Divergences dans les traitements médiatiques

Les médias occidentaux comme Reuters, CNN et BBC rapportent factuellement l'avertissement, soulignant les arriérés américains et appelant à des paiements. Al Jazeera, du Moyen-Orient, met l'accent sur la 'perspective réelle d'effondrement', notant les impacts sur l'aide humanitaire sans biais occidental. RT (russe) mentionne le risque brièvement, attribuant implicitement aux coupes américaines. Le South China Morning Post n'en couvre pas, peut-être reflétant une priorisation chinoise sur d'autres enjeux. Kommersant pourrait voir cela comme une faille du leadership occidental. Aucune info douteuse : tous confirment la lettre de Guterres.

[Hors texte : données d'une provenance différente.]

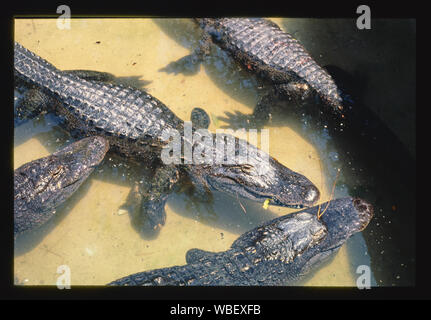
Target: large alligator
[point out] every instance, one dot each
(40, 186)
(262, 47)
(278, 252)
(136, 125)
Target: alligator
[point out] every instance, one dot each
(136, 125)
(279, 252)
(40, 186)
(260, 46)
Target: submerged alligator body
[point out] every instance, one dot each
(42, 185)
(276, 253)
(134, 123)
(262, 47)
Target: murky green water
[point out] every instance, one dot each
(90, 233)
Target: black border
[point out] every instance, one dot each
(342, 9)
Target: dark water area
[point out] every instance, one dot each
(373, 146)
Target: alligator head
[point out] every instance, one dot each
(43, 184)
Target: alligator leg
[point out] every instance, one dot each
(34, 101)
(189, 64)
(146, 201)
(269, 104)
(196, 255)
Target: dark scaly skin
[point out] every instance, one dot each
(275, 253)
(43, 184)
(133, 122)
(261, 46)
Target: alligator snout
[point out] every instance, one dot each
(365, 211)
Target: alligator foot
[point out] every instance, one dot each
(91, 75)
(189, 65)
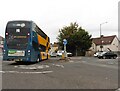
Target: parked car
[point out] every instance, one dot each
(109, 55)
(60, 52)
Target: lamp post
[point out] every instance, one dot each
(100, 35)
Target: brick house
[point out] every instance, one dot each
(108, 43)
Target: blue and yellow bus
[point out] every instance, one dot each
(25, 41)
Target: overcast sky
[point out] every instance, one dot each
(52, 15)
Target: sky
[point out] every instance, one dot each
(52, 15)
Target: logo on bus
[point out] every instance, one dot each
(20, 25)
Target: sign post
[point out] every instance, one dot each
(65, 43)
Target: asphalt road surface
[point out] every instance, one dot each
(76, 73)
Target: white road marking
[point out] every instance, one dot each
(57, 65)
(19, 72)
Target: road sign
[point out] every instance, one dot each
(64, 41)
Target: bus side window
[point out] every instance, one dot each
(35, 46)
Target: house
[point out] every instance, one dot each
(105, 43)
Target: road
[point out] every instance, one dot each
(77, 73)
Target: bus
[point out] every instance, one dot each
(25, 41)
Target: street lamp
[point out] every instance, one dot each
(101, 36)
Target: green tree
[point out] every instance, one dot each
(78, 39)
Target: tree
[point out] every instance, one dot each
(78, 39)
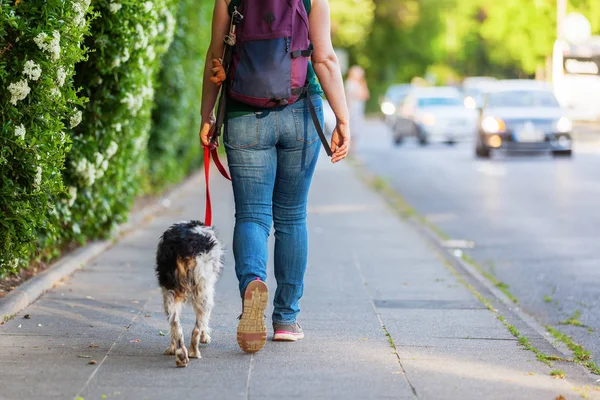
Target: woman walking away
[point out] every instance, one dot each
(272, 144)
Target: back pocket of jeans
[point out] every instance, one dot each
(242, 132)
(305, 128)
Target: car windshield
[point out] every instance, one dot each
(425, 102)
(522, 98)
(396, 94)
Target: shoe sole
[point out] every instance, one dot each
(287, 336)
(252, 330)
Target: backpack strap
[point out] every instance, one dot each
(317, 123)
(303, 53)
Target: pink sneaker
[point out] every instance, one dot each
(287, 332)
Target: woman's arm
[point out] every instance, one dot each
(328, 71)
(210, 91)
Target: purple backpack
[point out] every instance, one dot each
(271, 54)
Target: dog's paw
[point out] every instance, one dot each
(170, 351)
(204, 338)
(181, 357)
(195, 353)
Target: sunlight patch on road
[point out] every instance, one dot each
(491, 169)
(339, 208)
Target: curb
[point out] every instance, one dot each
(503, 304)
(32, 289)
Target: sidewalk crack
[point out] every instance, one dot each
(78, 395)
(249, 374)
(387, 333)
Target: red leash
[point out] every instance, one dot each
(211, 151)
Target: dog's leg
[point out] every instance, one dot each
(169, 303)
(203, 304)
(177, 347)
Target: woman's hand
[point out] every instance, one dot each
(340, 141)
(207, 130)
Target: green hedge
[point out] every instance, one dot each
(110, 146)
(80, 136)
(174, 147)
(39, 46)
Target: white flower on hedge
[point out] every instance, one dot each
(18, 90)
(20, 132)
(32, 70)
(142, 39)
(134, 103)
(150, 53)
(53, 47)
(79, 18)
(61, 75)
(99, 173)
(75, 119)
(147, 92)
(37, 181)
(125, 55)
(112, 149)
(99, 159)
(72, 195)
(114, 7)
(40, 40)
(55, 93)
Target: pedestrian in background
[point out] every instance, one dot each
(357, 94)
(272, 154)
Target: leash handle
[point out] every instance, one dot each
(211, 151)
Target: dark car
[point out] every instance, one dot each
(522, 116)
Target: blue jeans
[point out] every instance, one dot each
(272, 156)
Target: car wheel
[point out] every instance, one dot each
(482, 152)
(562, 153)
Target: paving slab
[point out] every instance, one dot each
(384, 319)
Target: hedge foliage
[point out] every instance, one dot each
(77, 87)
(109, 147)
(172, 147)
(39, 45)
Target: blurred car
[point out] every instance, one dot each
(523, 115)
(473, 89)
(435, 114)
(392, 100)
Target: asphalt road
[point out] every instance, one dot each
(535, 220)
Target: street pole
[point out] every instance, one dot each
(561, 13)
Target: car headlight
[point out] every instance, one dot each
(493, 125)
(388, 108)
(427, 119)
(564, 125)
(470, 103)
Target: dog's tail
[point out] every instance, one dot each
(184, 273)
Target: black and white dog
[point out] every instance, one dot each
(188, 265)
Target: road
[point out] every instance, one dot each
(535, 220)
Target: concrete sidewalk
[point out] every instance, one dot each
(383, 316)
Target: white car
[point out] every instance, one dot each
(435, 114)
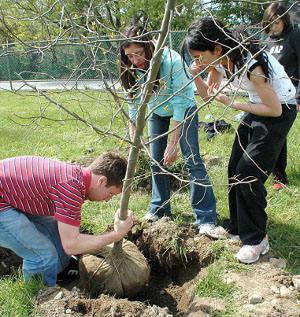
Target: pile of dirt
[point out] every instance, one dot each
(179, 257)
(73, 303)
(171, 247)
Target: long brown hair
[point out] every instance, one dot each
(275, 10)
(138, 35)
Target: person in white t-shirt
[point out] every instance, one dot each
(263, 129)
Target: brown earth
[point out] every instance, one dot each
(179, 257)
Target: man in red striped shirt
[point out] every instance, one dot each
(40, 209)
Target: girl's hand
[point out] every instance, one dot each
(171, 153)
(195, 69)
(213, 90)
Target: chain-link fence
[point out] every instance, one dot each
(95, 59)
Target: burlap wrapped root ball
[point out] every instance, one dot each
(122, 274)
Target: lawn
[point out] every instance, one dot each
(31, 125)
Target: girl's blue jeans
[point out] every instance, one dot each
(37, 241)
(203, 200)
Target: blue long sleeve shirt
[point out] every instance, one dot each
(172, 79)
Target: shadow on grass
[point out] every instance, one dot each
(285, 242)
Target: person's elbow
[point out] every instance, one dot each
(69, 247)
(276, 112)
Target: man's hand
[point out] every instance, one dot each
(121, 227)
(171, 153)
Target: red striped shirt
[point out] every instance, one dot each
(45, 187)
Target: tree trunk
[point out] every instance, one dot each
(140, 122)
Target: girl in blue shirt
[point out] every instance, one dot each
(171, 107)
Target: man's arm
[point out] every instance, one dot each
(75, 242)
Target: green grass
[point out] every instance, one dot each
(23, 132)
(17, 297)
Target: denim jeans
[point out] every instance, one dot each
(202, 196)
(36, 240)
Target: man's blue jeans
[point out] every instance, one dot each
(36, 240)
(202, 196)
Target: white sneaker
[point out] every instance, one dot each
(233, 237)
(213, 231)
(150, 217)
(251, 253)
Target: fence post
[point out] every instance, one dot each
(8, 65)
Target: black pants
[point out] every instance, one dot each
(255, 151)
(280, 166)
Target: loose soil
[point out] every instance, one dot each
(179, 257)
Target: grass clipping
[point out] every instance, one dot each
(122, 274)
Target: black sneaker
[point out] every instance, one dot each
(70, 273)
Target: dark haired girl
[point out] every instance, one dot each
(168, 107)
(262, 131)
(284, 45)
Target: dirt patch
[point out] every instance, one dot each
(179, 258)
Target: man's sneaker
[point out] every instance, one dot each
(278, 186)
(213, 231)
(251, 253)
(70, 273)
(233, 237)
(150, 217)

Conflits d'intérêts potentiels

Le financement de l'ONU dépend des grandes puissances, créant des influences : les coupes américaines visent à réformer, mais pourraient favoriser des intérêts US. La Chine augmente ses contributions pour plus d'influence, sans combler les gaps. Pas de conflits spécifiques avec ONG comme Amnesty ou HRW ici, mais leur financement par États pourrait biaiser leurs rapports sur l'ONU.

FAQ

Quelle est la cause principale de la crise ?
Les cotisations impayées des membres et règles budgétaires rigides.
Quels pays sont les plus en arriérés ?
États-Unis, Chine et Russie, parmi d'autres.
Quelles conséquences culturelles ?
Réduction des programmes UNESCO sur le patrimoine et échanges interculturels.